Site search using Lunr

Site search using Lunr

With lunr_index (and optionally lunr_index_fields) in wmk_config.yaml, wmk will build a search index for Lunr.js and place it in idx.json in the webroot. In order to minimize its size, no metadata about each record is saved to the index. Instead, a simple list of pages (with title and summary) is placed in idx.summaries.json. The summary is taken either from one of the frontmatter fields summary, intro or description (in order of preference) or, failing that, from the start of the page body.

If lunr_languages is present in wmk_config.yaml, stemming rules for those languages will be applied when building the index. The value may be a two-letter lowercase country code (ISO-639-1) or a list of such codes. The currently accepted languages are de, da, en, fi, fr, hu, it, nl, no, pt, ro, and ru (this is the intersection of the languages supported by lunr.js and NLTK, respecively). The default language is en. Attempting to specify a non-supported language will raise an exception.

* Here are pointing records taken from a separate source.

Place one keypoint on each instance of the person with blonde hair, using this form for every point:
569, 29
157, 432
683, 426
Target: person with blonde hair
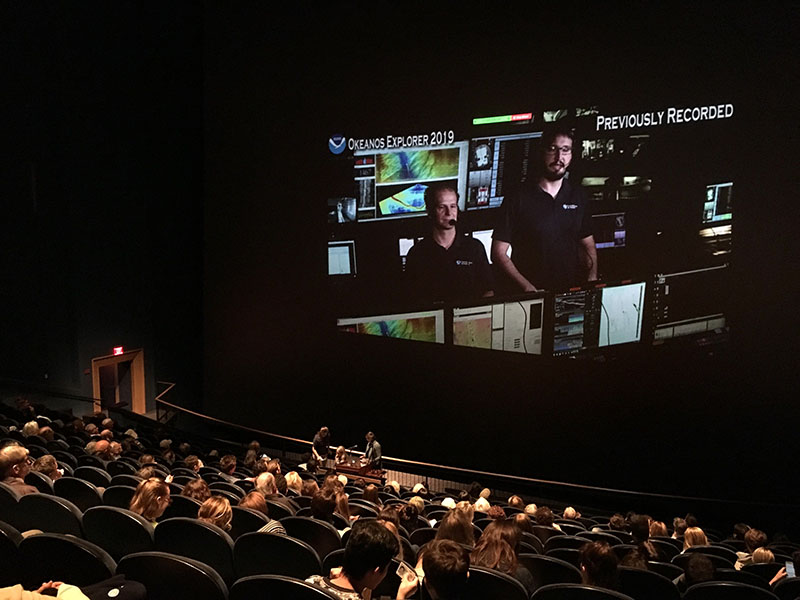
694, 536
151, 499
15, 464
761, 555
217, 511
658, 529
197, 489
47, 465
294, 482
30, 428
457, 526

The index is built via the lunr.py module and the stemming support is provided by the Python Natural Language Toolkit.

For information about the supported syntax of the search expression, see the Lunr documentation.

Note that because Lunr creates a single index file for the whole site, it may not be a practical option for large sites with lots of content – a realistic limit may be somewhere around 1,000 pages or so. In such a case, you may want to consider using solutions that break the index up into smaller chunks, such as Pagefind. Alternatively, you should look into a server-side or hosted solution such as Algolia or Meilisearch.

Limitations

  • Building the index does not mean that the search functionality is complete. It remains to point to lunr.js in the templates and write some javascript to interface with it and display the results. However, since every website is different, this cannot be provided by wmk directly. It is up to the template (or theme) author to actually load the index and present a search interface to the user.

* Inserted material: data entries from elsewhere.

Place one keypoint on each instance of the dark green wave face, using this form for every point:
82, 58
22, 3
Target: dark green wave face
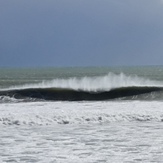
60, 94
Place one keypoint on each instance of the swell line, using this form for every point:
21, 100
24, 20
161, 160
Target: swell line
62, 94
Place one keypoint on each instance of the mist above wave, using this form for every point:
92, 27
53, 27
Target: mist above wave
106, 82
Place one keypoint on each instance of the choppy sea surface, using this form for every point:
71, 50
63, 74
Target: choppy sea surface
87, 115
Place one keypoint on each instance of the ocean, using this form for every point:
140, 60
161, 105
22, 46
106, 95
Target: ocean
85, 115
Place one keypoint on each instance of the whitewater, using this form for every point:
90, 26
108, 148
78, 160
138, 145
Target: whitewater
123, 129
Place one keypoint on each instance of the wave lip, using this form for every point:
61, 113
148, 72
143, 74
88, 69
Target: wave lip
63, 94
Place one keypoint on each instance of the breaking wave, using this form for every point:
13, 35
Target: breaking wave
108, 87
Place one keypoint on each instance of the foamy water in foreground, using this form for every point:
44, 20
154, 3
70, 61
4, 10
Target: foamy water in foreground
109, 131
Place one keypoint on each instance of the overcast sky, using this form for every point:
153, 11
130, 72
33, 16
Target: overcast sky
81, 32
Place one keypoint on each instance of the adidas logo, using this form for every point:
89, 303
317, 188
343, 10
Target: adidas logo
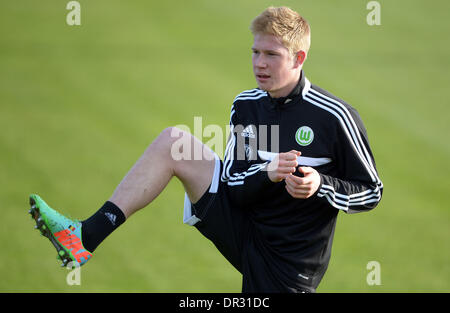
111, 217
248, 132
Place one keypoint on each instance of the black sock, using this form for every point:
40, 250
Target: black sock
100, 225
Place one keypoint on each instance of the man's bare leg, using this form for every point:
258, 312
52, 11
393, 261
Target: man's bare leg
75, 240
156, 167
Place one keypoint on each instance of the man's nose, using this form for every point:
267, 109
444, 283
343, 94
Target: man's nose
260, 62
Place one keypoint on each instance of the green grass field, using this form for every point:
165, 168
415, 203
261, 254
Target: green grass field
79, 104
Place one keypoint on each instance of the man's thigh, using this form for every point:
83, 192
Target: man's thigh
194, 163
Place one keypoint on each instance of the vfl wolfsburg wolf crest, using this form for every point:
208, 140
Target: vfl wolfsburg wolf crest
304, 136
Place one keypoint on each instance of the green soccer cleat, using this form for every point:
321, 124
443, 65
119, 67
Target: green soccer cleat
63, 233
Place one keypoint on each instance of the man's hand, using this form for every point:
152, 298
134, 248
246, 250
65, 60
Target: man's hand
303, 187
283, 165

  • Similarly, if a “fancy” preview of results is required which cannot be fulfilled using the information in idx.summaries.json, this must currently be solved independently by the template/theme author.

  • Note that only the raw content document is indexed, not the HTML after the markdown (or other input content) has been processed. The only exception to this is that the binary input formats (DOCX, ODT, EPUB) are converted to markdown before being indexed. The output of Mako templates (including shortcodes called from the content documents) is not indexed either.